Take, for example, the Tuskegee syphilis experiment. That study, which conducted medical experimentation on Black bodies, resulted in disastrous public health effects and the death and illness of Black participants and their families. That is not easily forgotten, Fields said.
“There have been undisputed historical atrocities,” he noted. “There is a level of mistrust that does exist.”
Medical researchers without an understanding of that mistrust and the history behind it will likely not get very far in recruiting diverse patient populations for their studies, Fields said.
“It is probably not going to be very well accepted, especially if you have not done your due diligence and did an honest partnership with a community that you are trying to include in your research,” he explained.
“Basically, there should be no research done on us that does not include us,” Fields emphasized. “What that essentially means is if you are going to design any type of research study or clinical research outreach, clinical trial, whatever it is, it really should be planned in partnership with the community that you are trying to include.”
This issue comes from the top, Fields suggested. In addition to a study participant diversity issue, the medical research industry faces a researcher diversity issue. Most of the medical researchers getting funding out of the NIH are White, Fields noted, which doesn’t help much to diversify the participant pool.
“So NIH, even in its voter analysis, has admitted that there is a dearth of funding that has been done for principal investigators that are people of color,” Fields said. “The research that is still being funded is mainly White researchers. They are mostly the ones mainly being funded. Then, that sort of gets trickled down into the project—how what gets published and when it gets published, the dissemination of it, how it gets presented back.”
In 2020, the NIH offered up some data about the race of researchers receiving certain types of grants in 2018. The data showed a 10 percent funding gap between Black and White researchers when controlling for factors like proportion of grant applications. When controlling for relevant factors, Black researchers received 2 percent of RO1 grants.
As NIH continues its work to fund more Black researchers, Fields said it should also create requirements for more diversity within a trial participant pool.
“If you really want to change it from the very top from the funding agencies, they need to start putting in the RFP requirements that your participants in your research must reflect the diversity of the population living in the United States,” he recommended. “You make it a criterion in order for you to get your funding. So you say to those researchers, you must now include women, you must have diversity of races and ethnicities.”
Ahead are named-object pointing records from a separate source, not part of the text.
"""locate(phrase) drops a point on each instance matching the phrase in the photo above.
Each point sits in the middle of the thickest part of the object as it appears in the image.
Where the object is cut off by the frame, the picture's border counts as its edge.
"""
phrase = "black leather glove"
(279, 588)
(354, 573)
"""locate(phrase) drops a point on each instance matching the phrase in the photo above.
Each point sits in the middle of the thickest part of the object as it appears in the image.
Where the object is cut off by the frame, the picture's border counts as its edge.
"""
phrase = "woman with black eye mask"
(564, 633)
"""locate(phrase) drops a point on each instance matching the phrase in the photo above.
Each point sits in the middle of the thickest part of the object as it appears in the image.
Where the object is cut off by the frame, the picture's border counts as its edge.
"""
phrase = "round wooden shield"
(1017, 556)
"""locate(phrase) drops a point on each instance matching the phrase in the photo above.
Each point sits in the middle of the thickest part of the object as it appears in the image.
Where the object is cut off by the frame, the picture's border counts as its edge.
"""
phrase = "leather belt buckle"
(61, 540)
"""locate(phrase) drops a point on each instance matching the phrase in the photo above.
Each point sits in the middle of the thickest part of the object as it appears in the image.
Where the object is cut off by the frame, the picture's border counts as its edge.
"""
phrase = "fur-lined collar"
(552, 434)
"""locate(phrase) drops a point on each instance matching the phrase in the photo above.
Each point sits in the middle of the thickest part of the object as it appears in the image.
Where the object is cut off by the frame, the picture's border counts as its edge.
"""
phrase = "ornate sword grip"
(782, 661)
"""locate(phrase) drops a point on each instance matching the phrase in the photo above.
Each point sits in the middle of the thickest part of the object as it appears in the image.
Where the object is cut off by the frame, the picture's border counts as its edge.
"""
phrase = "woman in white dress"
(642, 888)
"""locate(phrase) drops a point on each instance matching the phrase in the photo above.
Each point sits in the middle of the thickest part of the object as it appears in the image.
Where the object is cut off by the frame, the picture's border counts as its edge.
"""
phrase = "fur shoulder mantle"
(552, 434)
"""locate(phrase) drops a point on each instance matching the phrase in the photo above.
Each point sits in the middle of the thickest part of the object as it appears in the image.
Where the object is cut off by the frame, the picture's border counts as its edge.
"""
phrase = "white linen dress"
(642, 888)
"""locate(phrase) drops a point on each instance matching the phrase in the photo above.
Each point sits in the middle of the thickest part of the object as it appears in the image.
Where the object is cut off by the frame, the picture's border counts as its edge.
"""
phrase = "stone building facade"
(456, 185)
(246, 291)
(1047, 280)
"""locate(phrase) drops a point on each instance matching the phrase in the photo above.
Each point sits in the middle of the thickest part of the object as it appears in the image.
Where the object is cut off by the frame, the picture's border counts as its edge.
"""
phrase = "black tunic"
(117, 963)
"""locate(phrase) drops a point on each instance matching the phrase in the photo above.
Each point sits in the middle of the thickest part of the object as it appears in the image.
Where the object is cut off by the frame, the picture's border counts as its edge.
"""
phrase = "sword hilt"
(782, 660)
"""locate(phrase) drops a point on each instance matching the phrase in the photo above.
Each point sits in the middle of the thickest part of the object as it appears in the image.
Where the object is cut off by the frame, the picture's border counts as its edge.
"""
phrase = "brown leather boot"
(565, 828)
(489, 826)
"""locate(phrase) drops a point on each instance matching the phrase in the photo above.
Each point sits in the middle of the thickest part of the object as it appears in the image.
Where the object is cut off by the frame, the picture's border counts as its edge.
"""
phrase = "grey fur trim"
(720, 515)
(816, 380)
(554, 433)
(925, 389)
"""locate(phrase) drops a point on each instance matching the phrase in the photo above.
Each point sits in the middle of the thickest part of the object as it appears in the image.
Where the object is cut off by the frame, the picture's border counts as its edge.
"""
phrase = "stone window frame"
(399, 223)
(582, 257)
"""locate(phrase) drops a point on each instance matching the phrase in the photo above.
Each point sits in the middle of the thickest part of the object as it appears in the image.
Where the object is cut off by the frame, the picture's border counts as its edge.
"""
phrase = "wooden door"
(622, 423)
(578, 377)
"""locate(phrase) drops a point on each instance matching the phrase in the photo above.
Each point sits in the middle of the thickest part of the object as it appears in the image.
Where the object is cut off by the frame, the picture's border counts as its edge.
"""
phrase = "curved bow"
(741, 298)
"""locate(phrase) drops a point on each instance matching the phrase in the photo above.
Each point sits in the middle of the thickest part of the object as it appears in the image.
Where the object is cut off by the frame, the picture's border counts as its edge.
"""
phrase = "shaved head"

Fields said the NIH All of Us campaign has been a great proving ground for this, demonstrating the best way to create a field of diverse patient data used for medical research.
“The participants are coming from all backgrounds, one million of them that will truly reflect the whole diversity of our country and the research is going to use that database and really learn how biology, our lifestyle, the environment really affects our health,” he concluded. “It is going to provide a public resource because all types of researchers will have access to this database, particularly they are working within the requirements. The participants must reflect this type of diversity in a true partnership.”